More than 2,000 traffic lights across London are being adjusted to give pedestrians and buses priority over cars. Transport for London hopes the move will make public transport more attractive.

Insurers and reinsurers in the US are refusing to provide cover for a new breed of mould described as the 'new asbestos'. The mould, which leaves a musty smell, can weaken the structure of walls leading to rotting and crumbling.

It can also cause breathing problems and allergic reactions.

Financial Times

Developers may have to contribute toward local London schools and affordable housing to gain planning permission in the capital, London mayor Ken Livingstone has proposed.

German construction employers and union representatives have reached an agreement to raise wages by 3.2%, ending the sector's first nationwide strike in 50 years.

The Times

A private members bill to make age discrimination unlawful will have its second reading next month. If passed, employers would be expected to give employees discrimination rights on age akin to those given by sex and race legislation.

A 3.5m steel fence secured the future of Glastonbury Festival last weekend by preventing gatecrashers from entering the site and causing overcrowding.

Mendip County Council could have revoked future licenses on health and safety grounds if the fence had failed.

Vivendi Environment has offered to sell part of Southern Water, the £2bn business it bought last month. The French utility giant hopes to sell off the infrastructure that currently supplies Hampshire to create a new water company.
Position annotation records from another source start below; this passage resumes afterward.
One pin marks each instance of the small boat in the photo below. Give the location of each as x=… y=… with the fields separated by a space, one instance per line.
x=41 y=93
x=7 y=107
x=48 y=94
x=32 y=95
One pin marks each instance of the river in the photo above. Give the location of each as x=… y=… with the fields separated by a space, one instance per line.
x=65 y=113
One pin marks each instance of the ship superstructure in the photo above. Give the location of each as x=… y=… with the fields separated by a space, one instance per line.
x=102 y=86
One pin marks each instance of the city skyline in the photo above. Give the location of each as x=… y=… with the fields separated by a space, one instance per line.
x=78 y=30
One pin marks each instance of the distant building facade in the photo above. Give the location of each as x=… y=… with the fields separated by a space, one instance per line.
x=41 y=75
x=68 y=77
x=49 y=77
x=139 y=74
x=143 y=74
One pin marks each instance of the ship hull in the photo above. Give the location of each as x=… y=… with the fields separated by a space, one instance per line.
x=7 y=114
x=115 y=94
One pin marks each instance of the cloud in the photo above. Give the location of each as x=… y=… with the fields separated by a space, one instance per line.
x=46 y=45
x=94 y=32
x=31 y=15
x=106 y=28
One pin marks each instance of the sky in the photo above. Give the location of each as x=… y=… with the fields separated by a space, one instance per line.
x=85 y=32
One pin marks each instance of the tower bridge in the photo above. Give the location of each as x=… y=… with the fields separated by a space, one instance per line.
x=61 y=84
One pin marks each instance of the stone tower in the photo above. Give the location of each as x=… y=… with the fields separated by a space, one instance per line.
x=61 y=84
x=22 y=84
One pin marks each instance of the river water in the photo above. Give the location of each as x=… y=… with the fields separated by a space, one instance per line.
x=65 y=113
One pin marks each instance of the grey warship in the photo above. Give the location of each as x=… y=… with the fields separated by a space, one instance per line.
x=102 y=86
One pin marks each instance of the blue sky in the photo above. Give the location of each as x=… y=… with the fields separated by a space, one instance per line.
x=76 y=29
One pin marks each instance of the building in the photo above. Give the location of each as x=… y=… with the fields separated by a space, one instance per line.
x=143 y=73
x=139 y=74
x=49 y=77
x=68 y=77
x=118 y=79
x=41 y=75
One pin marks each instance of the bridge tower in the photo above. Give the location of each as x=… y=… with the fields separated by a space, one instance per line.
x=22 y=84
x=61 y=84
Philip Anschutz, the American businessman handed the Millennium Dome for nothing by the government, is facing an investigation into whether one of his firms recorded a bogus income of nearly £1bn.

Mitsubishi Estate has agreed to sell a £225M stake in London's Paternoster Square development next to St Paul's cathedral. Two out of three office buildings being built have been sold to Legal & General and the government of Singapore Investment Corporation. The third building is to become the new London Stock Exchange.

The Scotsman

Scottish architects have unveiled plans for a new building on Edinburgh's waterfront that developers hope will be the next Guggenheim art gallery. The New-York based Guggenheim is looking for cities in which to open new galleries and hold events.

Daily Post

Six construction workers who rode bronco-style on a mechanical digger have been fined £4,330 by the Health & Safety Executive. An HSE inspector witnessed the workmen riding the digger as a counter balance while it carried a lump of concrete five times the size of its safe lifting limit.